# Excel VBA  - Zellen automatisch ein bzw. Ausblenden



## HairforceOne (8. Juni 2015)

Hallo Leute! 

Ich bin zur Zeit dabei eine Tabelle zu entwerfen, welche aus vielen verschiedenen unterpunkten ist, welche man per Dropdown (Excel 2013 - Datendropdown, keine Steuerelement!)

Es befinden sich in den Feldern A21 - A50 jeweils Daten die man per Dropdown auswählen kann. Und das in 3 verschiedenen Unterpunkten. Nun möchte ich natürlich nicht, wenn man in einem Punkt nur 1 Wert auswählt, die ganzen anderen leeren Zeilen mit angezeigt werden. Was habe ich auch von 29 Leeren zeilen... und das dann mal 3...

Ich habe heute schon getüftelt aber ich komme leider nicht weiter...

Kompakt gesagt möchte ich folgendes:

Die Zeilen 22 - 50 sollen Standardmäßig ausgeblendet sein. - Wenn in dem Feld A21 nun per Dropdown etwas auswähle, soll daraufhin die Zeile 22 erscheinen, um dort die nächste Auswahl zu treffen. Es soll keine Zeile eingefügt werden, sondern einfach eingeblendet. Und das halt so weiter bis zur Zeile 50.

Ich vermute mal das wird sich allerdings etwas mit meiner CheckBox zanken, welche die Zeilen 11 - 150 nur erscheinen lässt, wenn sie angewählt wurde.

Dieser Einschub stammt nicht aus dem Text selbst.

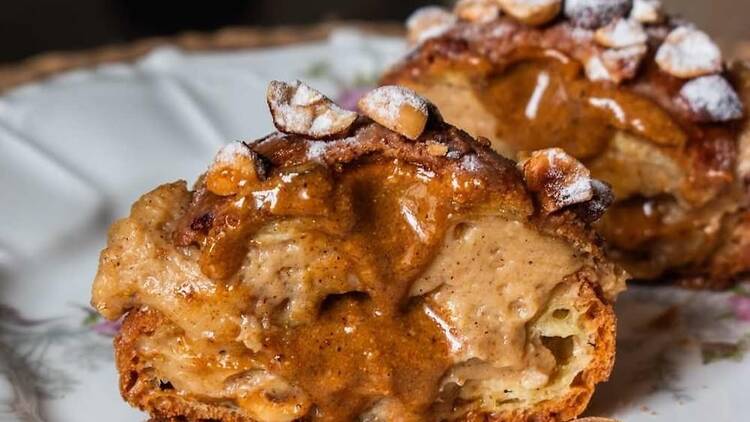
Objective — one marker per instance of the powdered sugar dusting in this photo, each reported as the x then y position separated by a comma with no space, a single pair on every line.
391,98
297,108
621,33
471,163
304,95
558,179
429,22
316,150
711,98
594,14
688,52
397,108
532,12
647,11
596,71
574,183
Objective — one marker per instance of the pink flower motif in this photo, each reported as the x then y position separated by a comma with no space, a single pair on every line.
349,97
741,307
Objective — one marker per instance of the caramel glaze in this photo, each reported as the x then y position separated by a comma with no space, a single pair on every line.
387,204
508,62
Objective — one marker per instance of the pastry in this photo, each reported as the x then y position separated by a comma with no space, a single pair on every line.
374,267
642,99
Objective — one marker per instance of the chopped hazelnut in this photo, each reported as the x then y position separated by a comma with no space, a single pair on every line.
688,53
532,12
477,10
297,108
558,179
397,108
711,99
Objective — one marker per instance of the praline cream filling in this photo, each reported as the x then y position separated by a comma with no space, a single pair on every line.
492,286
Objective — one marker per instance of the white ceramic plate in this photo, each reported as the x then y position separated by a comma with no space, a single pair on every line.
77,150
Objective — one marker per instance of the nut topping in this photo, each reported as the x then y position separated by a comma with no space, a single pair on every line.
428,22
532,12
592,14
621,33
480,11
558,179
647,11
234,167
688,53
296,108
397,108
711,99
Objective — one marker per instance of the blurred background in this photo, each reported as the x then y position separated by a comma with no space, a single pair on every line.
29,27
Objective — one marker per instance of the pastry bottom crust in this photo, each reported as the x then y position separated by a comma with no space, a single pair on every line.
141,387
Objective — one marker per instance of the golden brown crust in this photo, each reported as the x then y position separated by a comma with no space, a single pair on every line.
706,158
180,362
142,389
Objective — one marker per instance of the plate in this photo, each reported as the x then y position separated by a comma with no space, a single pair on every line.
79,149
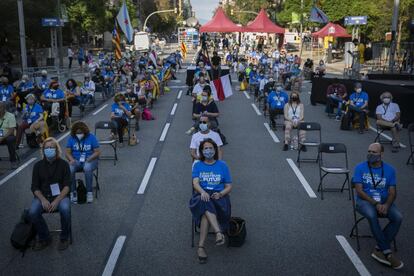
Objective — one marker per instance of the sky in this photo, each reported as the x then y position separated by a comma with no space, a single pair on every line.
204,9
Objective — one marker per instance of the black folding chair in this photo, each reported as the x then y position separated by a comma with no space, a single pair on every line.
380,131
358,218
313,143
410,129
326,169
96,176
105,126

Was muss ich tun, damit das alles so funktioniert wie ich mir das vorstelle? Bei Fragen meldet euch am besten einfach! 

Danke und Grüße!


----------



## Scientist (8. Juni 2015)

Ich wuerde es folgendermaßen machen:

Innerhalb eines Change-Events wuerde ich abfragen, ob eine Aenderungen im gewuenschten Bereich stattgefunden hat (mittels intersect).
Wenn dies zutrifft, wuerde ich erst mal den gewuenschten Bereich komplett einblenden (hidden).
Dann die erste leere Zeile im gewuenschten Bereich suchen (hier gibt es mehrere Moeglichkeiten) und anschließend den Bereich, 
der ausblendet werden soll (die gefundene Zeile plus 1 bis zur letzten Zeile) definieren und ausblenden (hidden).

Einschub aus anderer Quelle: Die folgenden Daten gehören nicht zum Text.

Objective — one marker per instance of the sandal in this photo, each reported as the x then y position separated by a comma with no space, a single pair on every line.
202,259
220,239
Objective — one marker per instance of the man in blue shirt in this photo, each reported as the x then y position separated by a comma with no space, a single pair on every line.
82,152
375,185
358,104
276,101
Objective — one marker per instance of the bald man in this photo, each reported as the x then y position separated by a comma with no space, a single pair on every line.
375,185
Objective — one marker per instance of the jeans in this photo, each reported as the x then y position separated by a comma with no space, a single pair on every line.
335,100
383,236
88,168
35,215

Damit sich das nicht mit deinen Checkboxen beißt:
Steuerelemente markieren -> "Steuerelement formatieren" -> Eigenschaften -> "von Zellposition und -groeße unabhaengig" auswaehlen.
(Jedenfalls in Excel 2010; 2013 habe ich gerade nicht zur Hand, muesste aber aehnlich sein.)

Ich hoffe, dass kommt so in etwa hin ...


----------